---
name: caveman-token-optimizer
description: Claude Code skill that makes AI agents respond in caveman-speak, cutting ~65-75% of output tokens while preserving full technical accuracy
triggers:
  - "install caveman mode"
  - "make claude talk like caveman"
  - "reduce token usage caveman"
  - "enable caveman skill"
  - "less tokens please"
  - "caveman mode for claude code"
  - "add caveman plugin"
  - "token optimization caveman"
---

# Caveman Token Optimizer

> Skill by [ara.so](https://ara.so) — Daily 2026 Skills collection.

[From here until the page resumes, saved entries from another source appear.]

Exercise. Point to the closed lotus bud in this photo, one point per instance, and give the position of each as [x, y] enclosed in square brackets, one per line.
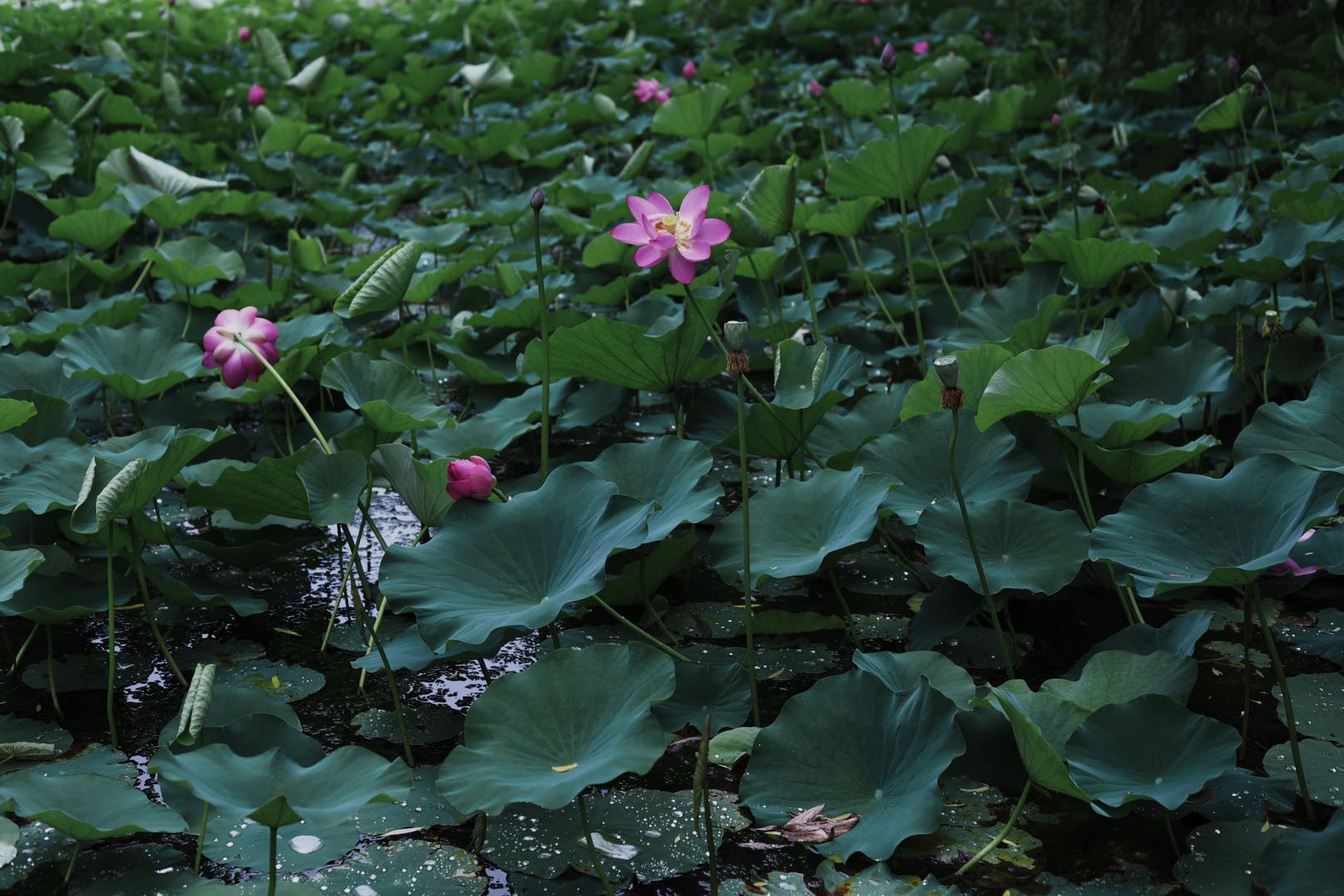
[889, 56]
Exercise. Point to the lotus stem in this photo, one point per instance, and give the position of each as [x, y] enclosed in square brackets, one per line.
[546, 347]
[1003, 832]
[593, 853]
[746, 548]
[1288, 700]
[112, 649]
[975, 548]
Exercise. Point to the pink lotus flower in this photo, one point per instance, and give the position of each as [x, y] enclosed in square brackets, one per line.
[225, 347]
[1291, 567]
[647, 89]
[683, 236]
[470, 479]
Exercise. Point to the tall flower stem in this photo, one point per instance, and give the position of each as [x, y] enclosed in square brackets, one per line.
[746, 548]
[975, 547]
[1288, 700]
[546, 347]
[112, 645]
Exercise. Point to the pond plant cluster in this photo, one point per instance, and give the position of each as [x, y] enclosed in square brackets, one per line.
[676, 448]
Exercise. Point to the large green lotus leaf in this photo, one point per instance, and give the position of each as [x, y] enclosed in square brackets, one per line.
[799, 524]
[977, 366]
[889, 168]
[882, 755]
[275, 790]
[194, 261]
[1148, 748]
[388, 395]
[95, 229]
[1190, 529]
[1042, 724]
[990, 464]
[1120, 676]
[670, 473]
[138, 362]
[383, 284]
[1090, 262]
[422, 486]
[1050, 382]
[85, 806]
[1022, 544]
[693, 114]
[1304, 863]
[1285, 245]
[902, 672]
[514, 564]
[544, 733]
[645, 835]
[1309, 433]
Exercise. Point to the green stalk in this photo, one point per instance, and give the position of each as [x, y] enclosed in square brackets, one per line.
[112, 646]
[593, 853]
[975, 548]
[1003, 832]
[1288, 700]
[746, 548]
[546, 349]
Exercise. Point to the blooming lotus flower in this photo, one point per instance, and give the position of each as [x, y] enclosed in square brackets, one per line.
[682, 236]
[645, 89]
[470, 479]
[1291, 566]
[225, 347]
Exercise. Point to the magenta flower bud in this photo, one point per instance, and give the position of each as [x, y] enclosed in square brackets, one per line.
[889, 56]
[470, 479]
[226, 345]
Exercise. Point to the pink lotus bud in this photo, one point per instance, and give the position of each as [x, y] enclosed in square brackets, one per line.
[470, 479]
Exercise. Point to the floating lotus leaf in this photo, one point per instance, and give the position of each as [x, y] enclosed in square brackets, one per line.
[799, 524]
[1190, 529]
[544, 733]
[854, 744]
[1148, 748]
[990, 464]
[1022, 546]
[515, 564]
[668, 473]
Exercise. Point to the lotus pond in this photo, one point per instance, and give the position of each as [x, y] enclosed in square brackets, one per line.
[578, 446]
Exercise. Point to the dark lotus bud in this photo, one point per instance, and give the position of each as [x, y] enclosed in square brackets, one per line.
[947, 368]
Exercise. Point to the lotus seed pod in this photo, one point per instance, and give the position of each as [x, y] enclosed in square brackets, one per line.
[947, 367]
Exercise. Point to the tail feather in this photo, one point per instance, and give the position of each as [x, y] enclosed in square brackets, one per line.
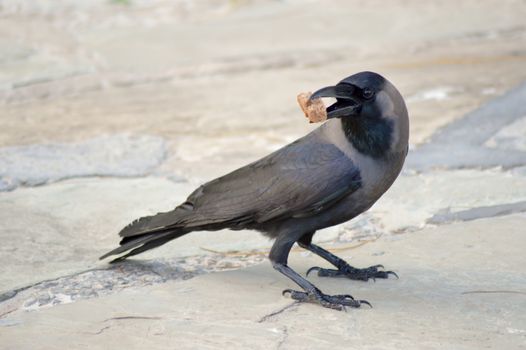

A Claude Code skill and Codex plugin that makes AI agents respond in compressed caveman-speak — cutting **~65% of output tokens on average** (up to 87%) while keeping full technical accuracy. No pleasantries. No filler. Just answer.

## What It Does

Caveman mode strips:
- Pleasantries: "Sure, I'd be happy to help!" → gone
- Hedging: "It might be worth considering" → gone
- Articles (a, an, the) → gone
- Verbose transitions → gone

Caveman keeps:
- All code blocks (written normally)
- Technical terms (exact: `useMemo`, `polymorphism`, `middleware`)
- Error messages (quoted exactly)
- Git commits and PR descriptions (normal)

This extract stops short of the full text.